Отмечаю про себя, что от него несет табаком, как от дымящегося окурка. С тех пор, как я бросил курить, девять месяцев назад, я не могу не обращать на это внимание, и меня это раздражает: не сам запах табака, а мысль, что и я в течение двадцати лет, не замечая этого и нимало не беспокоясь, появлялся всюду, окутанный такой же вонью (пачка “Мальборо” в день), в том числе и когда впервые взял на руки своего сына, что неминуемо должно было установить, согласно теории импринтинга,[21]21
  Импринтинг (от анг. imprint – запечатлевать, оставлять след) – формирование на подсознательном уровне конкретного впечатления, образа или символа, который оказывает решающее влияние на дальнейшие развитие личности, ее ценностей и приоритетов и, в конечном счете, на ее поведение в целом.


[Закрыть]
и особенно с учетом последующих семи с половиной лет моих с ним, пропитанных запахом сигарет, объятий, прочную ассоциацию между табачной вонью и образом отца, то есть моим образом – ассоциацию, способную выстоять даже против моего ежедневного героизма, проявляя который я вот уже девять месяцев не прикасаюсь к сигаретам…

– Я должен поговорить с тобой о твоем отце, – упорствует он. – Должен кое-что рассказать, чего ты не знаешь…

Темнеет.

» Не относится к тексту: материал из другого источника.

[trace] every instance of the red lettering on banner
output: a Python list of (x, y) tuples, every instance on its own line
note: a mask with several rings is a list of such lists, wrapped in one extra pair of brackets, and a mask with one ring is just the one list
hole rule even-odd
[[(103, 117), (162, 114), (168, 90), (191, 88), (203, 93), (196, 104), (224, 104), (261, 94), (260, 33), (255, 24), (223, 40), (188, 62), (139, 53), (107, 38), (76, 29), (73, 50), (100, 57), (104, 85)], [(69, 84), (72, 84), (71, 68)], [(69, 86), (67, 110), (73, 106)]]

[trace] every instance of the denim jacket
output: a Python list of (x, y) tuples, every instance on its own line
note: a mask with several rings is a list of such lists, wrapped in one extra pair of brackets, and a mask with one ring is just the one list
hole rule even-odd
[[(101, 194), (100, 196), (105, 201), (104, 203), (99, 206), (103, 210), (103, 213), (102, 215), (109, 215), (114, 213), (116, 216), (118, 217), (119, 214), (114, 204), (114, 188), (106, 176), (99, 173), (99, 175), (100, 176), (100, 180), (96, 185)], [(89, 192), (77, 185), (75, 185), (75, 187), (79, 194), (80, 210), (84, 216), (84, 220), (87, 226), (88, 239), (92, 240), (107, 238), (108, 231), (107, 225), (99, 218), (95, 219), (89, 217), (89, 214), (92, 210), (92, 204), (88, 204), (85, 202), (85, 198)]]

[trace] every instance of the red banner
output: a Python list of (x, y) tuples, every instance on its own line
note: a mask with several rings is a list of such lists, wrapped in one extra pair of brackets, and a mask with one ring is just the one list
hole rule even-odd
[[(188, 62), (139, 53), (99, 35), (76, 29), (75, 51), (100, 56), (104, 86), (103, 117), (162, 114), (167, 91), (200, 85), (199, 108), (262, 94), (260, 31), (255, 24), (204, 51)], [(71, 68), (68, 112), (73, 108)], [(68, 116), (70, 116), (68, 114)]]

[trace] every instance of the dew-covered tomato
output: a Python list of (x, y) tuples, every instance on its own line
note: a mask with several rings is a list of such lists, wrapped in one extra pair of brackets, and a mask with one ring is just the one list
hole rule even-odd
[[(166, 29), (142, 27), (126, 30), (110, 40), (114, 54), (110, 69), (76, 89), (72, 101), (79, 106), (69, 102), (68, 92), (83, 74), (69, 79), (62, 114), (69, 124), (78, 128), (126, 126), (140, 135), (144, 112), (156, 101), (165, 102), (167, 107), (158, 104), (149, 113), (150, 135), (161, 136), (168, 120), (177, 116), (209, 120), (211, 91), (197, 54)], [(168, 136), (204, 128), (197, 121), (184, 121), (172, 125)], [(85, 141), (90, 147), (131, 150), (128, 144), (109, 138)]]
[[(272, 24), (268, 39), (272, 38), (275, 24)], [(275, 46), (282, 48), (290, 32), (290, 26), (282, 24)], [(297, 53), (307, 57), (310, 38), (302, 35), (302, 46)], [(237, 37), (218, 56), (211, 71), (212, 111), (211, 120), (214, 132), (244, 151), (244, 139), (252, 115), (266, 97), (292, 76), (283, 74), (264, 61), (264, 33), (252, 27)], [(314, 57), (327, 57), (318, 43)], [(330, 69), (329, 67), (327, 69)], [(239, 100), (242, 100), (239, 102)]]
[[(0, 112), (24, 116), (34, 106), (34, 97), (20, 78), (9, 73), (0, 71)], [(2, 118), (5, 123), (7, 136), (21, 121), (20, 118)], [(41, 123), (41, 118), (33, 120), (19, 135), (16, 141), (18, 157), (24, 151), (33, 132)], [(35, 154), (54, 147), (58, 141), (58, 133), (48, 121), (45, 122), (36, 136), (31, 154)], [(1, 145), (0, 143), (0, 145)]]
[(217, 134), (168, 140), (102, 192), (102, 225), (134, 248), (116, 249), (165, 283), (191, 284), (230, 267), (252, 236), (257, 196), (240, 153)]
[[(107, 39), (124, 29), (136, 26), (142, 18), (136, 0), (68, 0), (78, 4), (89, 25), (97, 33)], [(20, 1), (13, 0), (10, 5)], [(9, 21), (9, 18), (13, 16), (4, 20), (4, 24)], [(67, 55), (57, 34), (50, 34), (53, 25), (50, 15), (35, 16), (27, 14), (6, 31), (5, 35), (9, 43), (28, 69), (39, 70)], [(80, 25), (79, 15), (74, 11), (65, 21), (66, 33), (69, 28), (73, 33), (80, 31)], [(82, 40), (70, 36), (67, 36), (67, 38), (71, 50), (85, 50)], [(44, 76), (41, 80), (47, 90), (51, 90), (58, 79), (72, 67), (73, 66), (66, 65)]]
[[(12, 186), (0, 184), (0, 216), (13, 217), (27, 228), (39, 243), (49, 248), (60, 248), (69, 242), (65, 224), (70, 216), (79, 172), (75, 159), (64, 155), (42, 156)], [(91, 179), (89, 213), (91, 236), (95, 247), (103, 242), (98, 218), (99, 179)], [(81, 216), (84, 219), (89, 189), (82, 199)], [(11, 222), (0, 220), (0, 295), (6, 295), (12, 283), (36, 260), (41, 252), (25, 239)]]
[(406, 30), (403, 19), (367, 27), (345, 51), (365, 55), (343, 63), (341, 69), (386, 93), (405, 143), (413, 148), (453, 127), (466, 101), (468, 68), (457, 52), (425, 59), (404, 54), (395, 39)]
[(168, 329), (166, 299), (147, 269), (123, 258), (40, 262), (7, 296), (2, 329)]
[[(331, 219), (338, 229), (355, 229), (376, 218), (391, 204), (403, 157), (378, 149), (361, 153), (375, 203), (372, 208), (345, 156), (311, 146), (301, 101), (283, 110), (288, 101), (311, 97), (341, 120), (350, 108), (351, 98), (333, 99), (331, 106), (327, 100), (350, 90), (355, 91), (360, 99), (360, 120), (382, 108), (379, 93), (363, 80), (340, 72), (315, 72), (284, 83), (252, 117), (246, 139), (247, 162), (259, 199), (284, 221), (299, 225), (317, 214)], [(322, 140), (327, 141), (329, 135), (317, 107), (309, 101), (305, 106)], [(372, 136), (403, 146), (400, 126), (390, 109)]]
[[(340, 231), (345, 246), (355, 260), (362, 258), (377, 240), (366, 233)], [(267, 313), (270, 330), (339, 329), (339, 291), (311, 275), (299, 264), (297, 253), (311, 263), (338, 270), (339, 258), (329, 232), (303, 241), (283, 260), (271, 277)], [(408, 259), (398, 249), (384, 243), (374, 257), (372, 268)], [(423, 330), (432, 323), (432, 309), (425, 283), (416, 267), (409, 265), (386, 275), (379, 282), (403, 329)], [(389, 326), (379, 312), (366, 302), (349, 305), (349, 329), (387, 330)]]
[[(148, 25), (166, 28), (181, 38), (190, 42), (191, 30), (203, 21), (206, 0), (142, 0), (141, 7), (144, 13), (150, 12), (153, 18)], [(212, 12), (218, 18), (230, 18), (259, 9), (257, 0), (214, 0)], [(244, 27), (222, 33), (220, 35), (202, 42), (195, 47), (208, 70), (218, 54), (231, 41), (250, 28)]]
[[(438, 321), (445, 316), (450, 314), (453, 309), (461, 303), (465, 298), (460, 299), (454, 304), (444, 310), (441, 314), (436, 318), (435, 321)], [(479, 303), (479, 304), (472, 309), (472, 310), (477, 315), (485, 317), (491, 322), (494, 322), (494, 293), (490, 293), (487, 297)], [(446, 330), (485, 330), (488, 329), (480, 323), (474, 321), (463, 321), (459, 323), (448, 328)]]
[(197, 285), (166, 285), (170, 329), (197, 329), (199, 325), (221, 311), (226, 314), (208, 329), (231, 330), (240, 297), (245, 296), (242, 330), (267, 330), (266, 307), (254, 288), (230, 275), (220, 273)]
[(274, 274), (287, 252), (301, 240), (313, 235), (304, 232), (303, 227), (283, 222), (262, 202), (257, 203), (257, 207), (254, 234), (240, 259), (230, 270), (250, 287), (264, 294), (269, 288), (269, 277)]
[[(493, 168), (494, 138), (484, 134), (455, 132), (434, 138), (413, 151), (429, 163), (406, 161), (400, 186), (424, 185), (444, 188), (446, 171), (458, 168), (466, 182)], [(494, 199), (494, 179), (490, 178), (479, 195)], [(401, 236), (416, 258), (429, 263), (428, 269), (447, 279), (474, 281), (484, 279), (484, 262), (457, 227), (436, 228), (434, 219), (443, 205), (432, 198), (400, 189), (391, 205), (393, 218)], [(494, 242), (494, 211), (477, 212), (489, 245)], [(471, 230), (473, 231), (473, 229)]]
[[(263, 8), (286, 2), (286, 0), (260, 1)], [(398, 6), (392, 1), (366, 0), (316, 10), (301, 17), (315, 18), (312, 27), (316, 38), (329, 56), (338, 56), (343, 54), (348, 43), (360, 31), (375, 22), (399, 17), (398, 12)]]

Сейчас во Виареджо Анна, наверное, убрала со стола и загружает посудомоечную машину – “Не беспокойся, мама, я сама” – в красных резиновых перчатках по локоть, встряхивая головой, чтобы убрать выбившийся на лоб локон. Франческино в саду, решает тяжелую проблему – рассказать бабушке с дедушкой, что он умеет кататься на двухколесном велосипеде, или все-таки дождаться, когда вернется мой умерший отец. И если верно, что дети острее других чувствуют присутствие духов и призраков, Франческино должен именно сейчас решить, что время пришло, умерший дедушка вернулся, и поэтому пора открыть великую тайну, поскольку и я именно сейчас решил принять приглашение на ужин от этого незнакомца с пистолетом, пропахшего табаком, который будет говорить мне о моем отце, и я хочу, чтобы он говорил – что бы и как бы он ни сказал, хотя уверен, что в конце концов он просто попытается вытянуть из меня денег. И я тоже хочу говорить об отце, каким бы он ни был, вспоминать всякие мелочи, я хочу – вот оно, слово, чтобы он был жив, и мне больно, больно, больно оттого, что он умер, и поэтому я, живой, хочу отдать ему, мертвому, и этот вечер, и все деньги, что есть у меня в кармане, хочу вернуться домой пьяным – пьяным им, заснуть, думая о нем, и увидеть его во сне. По-другому, сыночек, мертвые не возвращаются.